6.3. Performance under Different Gait

As mentioned in Section 4, we recruited 20 participants. In addition to the gaits we designed above, we collected the participants’ goose-step and walking data. We collected ten sets of data for each participant’s gait and finally divided them into about 1200 samples (for each gait). We use 10-fold cross-validation and then take the mean to study the performance of our defense model.

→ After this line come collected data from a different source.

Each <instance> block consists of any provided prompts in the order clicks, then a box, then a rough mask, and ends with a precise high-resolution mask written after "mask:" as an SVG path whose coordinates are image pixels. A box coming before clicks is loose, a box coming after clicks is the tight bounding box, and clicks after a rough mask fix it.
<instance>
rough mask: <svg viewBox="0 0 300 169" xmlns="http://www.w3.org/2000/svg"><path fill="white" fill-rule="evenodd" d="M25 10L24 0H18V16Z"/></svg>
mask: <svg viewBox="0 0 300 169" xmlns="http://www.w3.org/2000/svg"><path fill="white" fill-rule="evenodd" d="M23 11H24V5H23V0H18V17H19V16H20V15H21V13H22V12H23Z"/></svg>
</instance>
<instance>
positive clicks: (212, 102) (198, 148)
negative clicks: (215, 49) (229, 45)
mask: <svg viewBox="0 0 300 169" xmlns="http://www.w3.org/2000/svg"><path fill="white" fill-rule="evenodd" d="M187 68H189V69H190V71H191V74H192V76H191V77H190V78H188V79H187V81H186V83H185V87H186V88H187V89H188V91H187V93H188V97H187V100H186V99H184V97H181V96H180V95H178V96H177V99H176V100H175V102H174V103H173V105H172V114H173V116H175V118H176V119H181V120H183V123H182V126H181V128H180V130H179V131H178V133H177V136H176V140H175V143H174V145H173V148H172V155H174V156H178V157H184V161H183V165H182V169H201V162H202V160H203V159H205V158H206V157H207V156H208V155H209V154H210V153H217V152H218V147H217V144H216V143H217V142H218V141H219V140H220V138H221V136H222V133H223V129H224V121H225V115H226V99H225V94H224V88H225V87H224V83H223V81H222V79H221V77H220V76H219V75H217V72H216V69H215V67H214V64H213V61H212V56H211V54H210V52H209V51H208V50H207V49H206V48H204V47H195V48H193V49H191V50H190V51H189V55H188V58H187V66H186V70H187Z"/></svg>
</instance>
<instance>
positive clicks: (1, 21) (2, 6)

Table 1. Results of our approach.

Model Name	Training Style		Goose Step		Own Style
	EER	Threshold	EER	Threshold	EER	Threshold
SVM	10.93%	0.48	12.79%	0.5	8.87%	0.74
Random Forest	13.91%	0.75	15.39%	0.41	9.98%	0.08
Our Model	7.32%	0.49	8.15%	0.51	7.95%	0.48

shows the result, and we can see that our defense model can achieve better performance in the state-of-the-art multi-sensor scenarios reported in previous work.

7. Conclusions

Using a smartphone for gait authentication is a convenient method. This work expands on our previous idea [12]. Combining active and zero-effort attacks, we propose a novel attack scheme, a collusive attack. We ask the attackers and the victims to do their best to walk in the same manner, rather than attackers imitating victims. The result proved that our attack could successfully attack specific gait authentication systems. We propose a new multi-cycle scheme to defend against this attack and upgrade our application based on that. We achieved an EER of 7.32% in real-time authentication in the defense scenario, better than our previous work’s performance. Although the data used in the attack scenario only contain a few topics, our work complements the previous work on active attacks. The results demonstrate that high-intensity training may increase the similarity between an attacker’s and the target’s gait. In future work, we will examine why the new features are functional. After that, we need to try more models and features. Because from previous work, we know that distance-based schemes calculate more than a trained model. In addition, we want to determine the boundaries between “mimicable” and “unmimicable” in terms of gait.